While Michigan is recovering from the economic downturn over the past few years, the state’s schools are still suffering – but not from funding. From declining enrollment.

Williamston Community Schools’ student enrollment has gone from 1,884 students during the 2009-10 school year, to 1,799 students this school year, according to the Michigan Department of Education.

chartThis trend is being seen statewide, according to Brian Ciloski, analyst at the MDE.

“Statewide, we went from 1,623,000 in 2009-2010, to 1,523,000 this year,” Ciloski said. “There’s been about 20,000 students a year that the state has been losing.”

What has been causing this downward trend?

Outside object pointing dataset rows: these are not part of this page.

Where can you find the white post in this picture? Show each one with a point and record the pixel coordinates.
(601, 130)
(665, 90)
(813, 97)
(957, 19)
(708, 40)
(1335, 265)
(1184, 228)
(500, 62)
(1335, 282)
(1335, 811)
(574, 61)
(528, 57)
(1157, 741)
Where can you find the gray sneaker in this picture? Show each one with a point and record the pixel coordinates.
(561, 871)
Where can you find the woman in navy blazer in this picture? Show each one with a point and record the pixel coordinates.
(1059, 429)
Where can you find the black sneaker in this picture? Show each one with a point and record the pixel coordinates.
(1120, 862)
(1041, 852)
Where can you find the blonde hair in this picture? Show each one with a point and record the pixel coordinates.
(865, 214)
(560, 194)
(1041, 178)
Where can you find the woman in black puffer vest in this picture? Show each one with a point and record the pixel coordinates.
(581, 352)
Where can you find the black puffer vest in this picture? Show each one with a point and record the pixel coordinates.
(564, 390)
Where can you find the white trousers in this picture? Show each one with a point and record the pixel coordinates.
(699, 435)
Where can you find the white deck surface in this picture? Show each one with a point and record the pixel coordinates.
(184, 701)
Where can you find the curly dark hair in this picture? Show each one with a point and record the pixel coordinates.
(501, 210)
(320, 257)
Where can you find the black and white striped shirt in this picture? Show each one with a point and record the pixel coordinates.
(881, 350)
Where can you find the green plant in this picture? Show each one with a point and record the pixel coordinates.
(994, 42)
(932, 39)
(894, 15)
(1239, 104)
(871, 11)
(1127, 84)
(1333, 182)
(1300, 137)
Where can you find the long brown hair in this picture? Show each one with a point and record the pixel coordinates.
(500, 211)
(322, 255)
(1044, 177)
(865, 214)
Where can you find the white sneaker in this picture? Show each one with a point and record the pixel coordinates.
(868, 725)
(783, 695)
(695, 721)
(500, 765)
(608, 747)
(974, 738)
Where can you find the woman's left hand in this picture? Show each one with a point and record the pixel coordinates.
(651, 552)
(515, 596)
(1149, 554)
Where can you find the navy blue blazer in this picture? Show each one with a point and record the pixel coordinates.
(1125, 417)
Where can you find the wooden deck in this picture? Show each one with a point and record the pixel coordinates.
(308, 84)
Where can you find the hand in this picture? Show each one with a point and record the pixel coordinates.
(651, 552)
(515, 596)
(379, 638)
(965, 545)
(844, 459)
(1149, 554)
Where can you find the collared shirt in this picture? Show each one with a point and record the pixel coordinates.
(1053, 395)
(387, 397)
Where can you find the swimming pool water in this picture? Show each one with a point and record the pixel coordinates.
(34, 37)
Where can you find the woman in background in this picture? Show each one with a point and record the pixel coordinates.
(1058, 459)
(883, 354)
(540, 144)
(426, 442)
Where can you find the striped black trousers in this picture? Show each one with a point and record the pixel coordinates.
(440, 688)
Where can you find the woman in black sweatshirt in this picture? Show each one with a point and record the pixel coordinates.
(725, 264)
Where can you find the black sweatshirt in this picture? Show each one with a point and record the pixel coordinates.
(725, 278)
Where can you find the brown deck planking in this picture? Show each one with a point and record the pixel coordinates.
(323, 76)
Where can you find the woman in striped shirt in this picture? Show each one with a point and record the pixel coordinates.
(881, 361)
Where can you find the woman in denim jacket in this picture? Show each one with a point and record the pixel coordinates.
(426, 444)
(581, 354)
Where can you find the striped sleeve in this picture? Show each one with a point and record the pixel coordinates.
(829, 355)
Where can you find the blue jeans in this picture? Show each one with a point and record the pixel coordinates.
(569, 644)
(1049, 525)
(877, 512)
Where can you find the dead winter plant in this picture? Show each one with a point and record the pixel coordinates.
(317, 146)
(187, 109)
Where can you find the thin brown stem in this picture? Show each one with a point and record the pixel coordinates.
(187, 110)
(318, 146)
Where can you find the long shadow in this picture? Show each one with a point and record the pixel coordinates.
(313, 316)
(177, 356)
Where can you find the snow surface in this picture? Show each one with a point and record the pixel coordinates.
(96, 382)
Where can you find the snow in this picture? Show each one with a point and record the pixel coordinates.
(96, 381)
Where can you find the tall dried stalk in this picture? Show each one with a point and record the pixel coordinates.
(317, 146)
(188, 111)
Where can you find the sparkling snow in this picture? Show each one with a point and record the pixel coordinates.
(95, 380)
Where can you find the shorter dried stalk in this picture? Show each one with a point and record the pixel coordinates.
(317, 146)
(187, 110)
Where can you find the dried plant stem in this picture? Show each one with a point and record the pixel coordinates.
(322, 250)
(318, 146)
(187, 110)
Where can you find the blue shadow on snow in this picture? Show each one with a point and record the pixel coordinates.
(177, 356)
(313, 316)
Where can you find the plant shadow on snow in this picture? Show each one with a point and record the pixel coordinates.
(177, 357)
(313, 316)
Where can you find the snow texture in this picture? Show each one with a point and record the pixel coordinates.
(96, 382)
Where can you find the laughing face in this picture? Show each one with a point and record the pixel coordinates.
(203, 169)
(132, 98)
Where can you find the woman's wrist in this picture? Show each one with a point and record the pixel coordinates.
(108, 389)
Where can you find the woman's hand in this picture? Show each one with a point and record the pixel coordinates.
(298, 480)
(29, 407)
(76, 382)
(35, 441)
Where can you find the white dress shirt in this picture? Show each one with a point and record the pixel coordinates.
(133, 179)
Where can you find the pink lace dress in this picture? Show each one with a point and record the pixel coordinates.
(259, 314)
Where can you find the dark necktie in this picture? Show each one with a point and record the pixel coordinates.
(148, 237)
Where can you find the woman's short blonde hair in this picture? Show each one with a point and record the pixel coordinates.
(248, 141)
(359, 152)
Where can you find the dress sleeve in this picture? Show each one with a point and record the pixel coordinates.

Williamston School Board Trustee Rhonda Coon thinks that it might have something to do with a kind of “baby boom.”

“The largest graduating class was in 2010, with 191 students graduating,” Coon said. “There was a small baby boom, I guess you could say, in 1991 and 1992. Those kids graduated in 2010.”

Coon herself moved to Williamston at about the time her own son was starting kindergarten. He graduated in 2010.

“There was a lot of growth at the time I moved to Williamston,” Coon said. “We’re now seeing that boom affecting us.”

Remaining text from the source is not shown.